Na perspectiva da moradia, temas como condições precárias de moradia, infraestrutura inadequada e mesmo insegurança nos bairros foram temas comuns em diferentes localidades. Sobre o tema da empregabilidade, o desafio de inserção nas áreas de formação do país de origem, a alta incidência de trabalho informal e subemprego e a dificuldade de acesso aos programas de microcrédito contextualizam a realidade enfrentada pelas pessoas refugiadas entrevistadas. “O fato de não sabermos como conseguir crédito no Brasil para iniciar os nossos empreendimentos faz com que precisemos emprestar dinheiro de agiotas, o que é perigoso”, disse uma mulher haitiana.
Já no campo da educação, as barreiras linguísticas, a dificuldade de acesso aos locais de estudo e a evasão associada à violência e discriminação no ambiente educativo são listadas como alguns dos principais desafios existentes.
De forma transversal às temáticas, as pessoas refugiadas propuseram soluções que destacam a importância do acesso à informação de qualidade, verídica e atualizada, bem como de formações sobre temas diversos que agreguem conhecimentos sobre a realidade brasileira. Elas também enfatizaram a necessidade de mais ações de engajamento do setor privado e do aprimoramento de políticas públicas, com efetiva participação em medidas que impactem diretamente suas vidas no Brasil.
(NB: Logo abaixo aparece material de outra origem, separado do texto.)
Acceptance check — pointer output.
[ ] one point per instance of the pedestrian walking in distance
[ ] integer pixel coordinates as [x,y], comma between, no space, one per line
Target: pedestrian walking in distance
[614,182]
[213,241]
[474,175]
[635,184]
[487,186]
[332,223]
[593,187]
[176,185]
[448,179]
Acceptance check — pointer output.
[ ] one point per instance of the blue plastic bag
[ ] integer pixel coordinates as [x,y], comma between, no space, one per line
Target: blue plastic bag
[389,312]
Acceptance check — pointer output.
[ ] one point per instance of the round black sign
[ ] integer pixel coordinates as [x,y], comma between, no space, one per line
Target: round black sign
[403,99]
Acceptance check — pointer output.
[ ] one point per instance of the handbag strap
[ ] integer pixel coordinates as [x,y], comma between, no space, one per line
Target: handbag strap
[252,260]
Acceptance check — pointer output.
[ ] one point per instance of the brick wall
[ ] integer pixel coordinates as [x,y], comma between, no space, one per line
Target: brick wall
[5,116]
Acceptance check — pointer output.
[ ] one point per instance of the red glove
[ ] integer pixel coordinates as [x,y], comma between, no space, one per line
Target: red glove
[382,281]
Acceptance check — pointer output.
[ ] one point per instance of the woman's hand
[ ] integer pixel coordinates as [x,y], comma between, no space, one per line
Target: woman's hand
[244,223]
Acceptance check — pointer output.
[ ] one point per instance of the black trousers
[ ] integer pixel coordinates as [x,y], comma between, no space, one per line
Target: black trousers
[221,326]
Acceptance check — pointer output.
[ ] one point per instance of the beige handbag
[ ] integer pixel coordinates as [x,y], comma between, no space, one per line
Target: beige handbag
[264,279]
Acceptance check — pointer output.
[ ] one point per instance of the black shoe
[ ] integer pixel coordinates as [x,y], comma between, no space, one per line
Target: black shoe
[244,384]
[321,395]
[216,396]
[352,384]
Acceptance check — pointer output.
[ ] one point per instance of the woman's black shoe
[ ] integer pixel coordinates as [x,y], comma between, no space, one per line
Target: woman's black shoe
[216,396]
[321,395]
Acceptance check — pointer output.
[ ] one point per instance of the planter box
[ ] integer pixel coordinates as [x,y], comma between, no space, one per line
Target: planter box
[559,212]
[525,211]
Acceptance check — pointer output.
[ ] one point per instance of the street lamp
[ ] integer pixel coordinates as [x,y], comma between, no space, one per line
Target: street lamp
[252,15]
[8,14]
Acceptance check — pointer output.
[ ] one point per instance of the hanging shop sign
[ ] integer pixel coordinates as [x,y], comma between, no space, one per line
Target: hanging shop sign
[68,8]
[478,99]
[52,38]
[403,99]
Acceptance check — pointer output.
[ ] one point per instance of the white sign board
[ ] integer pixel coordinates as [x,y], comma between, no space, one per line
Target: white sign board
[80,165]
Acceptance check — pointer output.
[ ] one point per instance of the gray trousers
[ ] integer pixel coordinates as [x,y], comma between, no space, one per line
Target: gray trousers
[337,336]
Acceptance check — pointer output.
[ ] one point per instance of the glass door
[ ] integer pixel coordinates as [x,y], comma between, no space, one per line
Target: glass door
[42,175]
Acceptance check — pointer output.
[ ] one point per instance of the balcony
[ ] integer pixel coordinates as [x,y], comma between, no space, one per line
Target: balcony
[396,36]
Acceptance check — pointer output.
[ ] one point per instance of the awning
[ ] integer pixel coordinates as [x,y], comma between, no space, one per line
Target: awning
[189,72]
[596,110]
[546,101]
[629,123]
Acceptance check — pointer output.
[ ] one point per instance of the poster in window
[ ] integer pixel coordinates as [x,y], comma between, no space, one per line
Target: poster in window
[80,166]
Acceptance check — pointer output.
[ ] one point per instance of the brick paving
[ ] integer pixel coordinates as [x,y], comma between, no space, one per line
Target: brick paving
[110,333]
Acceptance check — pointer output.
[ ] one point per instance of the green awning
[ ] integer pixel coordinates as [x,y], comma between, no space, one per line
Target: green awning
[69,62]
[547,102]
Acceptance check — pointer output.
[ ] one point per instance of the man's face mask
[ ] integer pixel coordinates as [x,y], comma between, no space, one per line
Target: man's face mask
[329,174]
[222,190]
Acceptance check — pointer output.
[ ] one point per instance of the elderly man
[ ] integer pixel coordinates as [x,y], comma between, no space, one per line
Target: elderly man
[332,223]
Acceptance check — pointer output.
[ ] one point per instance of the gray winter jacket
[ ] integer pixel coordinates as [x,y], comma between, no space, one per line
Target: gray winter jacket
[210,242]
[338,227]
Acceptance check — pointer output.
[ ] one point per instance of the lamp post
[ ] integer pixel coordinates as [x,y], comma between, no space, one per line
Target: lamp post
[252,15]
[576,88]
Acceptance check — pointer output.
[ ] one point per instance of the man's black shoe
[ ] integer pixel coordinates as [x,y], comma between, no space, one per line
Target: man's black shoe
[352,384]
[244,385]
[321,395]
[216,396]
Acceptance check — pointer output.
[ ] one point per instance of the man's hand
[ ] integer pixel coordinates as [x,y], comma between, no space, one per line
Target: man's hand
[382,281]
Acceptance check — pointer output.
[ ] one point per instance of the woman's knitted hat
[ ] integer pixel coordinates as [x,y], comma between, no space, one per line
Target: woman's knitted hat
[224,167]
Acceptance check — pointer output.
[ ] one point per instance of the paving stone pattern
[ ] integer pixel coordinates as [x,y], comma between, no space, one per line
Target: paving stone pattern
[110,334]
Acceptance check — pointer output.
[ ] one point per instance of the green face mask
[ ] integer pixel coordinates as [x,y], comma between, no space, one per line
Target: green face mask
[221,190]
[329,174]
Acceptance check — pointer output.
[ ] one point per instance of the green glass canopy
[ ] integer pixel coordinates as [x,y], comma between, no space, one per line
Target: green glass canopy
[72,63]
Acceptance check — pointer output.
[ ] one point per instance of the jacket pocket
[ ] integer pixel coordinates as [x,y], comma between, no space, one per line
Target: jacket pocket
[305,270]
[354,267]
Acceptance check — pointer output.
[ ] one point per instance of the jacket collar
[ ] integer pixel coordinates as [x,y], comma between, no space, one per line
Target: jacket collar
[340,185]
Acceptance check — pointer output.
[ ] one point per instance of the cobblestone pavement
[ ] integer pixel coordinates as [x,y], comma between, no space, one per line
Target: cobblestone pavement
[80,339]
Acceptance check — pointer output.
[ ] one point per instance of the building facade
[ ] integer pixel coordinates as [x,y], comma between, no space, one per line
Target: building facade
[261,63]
“A realização deste constante processo de diálogo, com escuta ativa e plano prático de encaminhamentos, considera em primeiro plano as opiniões e visões das pessoas refugiadas e em necessidade de proteção internacional, sendo um elemento fundamental para o planejamento dos trabalhos do ACNUR. Seguimos atentos às necessidades dos refugiados no Brasil para a construção de planos e políticas sólidas que facilitem o processo de acolhimento e integração dessa população, conciliando parcerias públicas e privadas para ampliarmos nossas respostas”, afirma o Representante do ACNUR no Brasil, Davide Torzilli.
Composição da amostra e metodologia
As pessoas refugiadas participantes do Diagnóstico Participativo de 2023 foram maioritariamente venezuelanas, representando 54% dos respondentes, seguidas por haitianas (21%), afegãos (9%), colombianos (5,5%), cubanos (3,5%) e sírios (1,4%).
Como forma de contemplar uma amostra diversa de perfis e localidades, porém não representativa estatisticamente da população refugiada no Brasil, adotou-se a abordagem de idade, gênero, e diversidade, assim como se considerou as diferentes nacionalidades e aspectos socioeconômicos.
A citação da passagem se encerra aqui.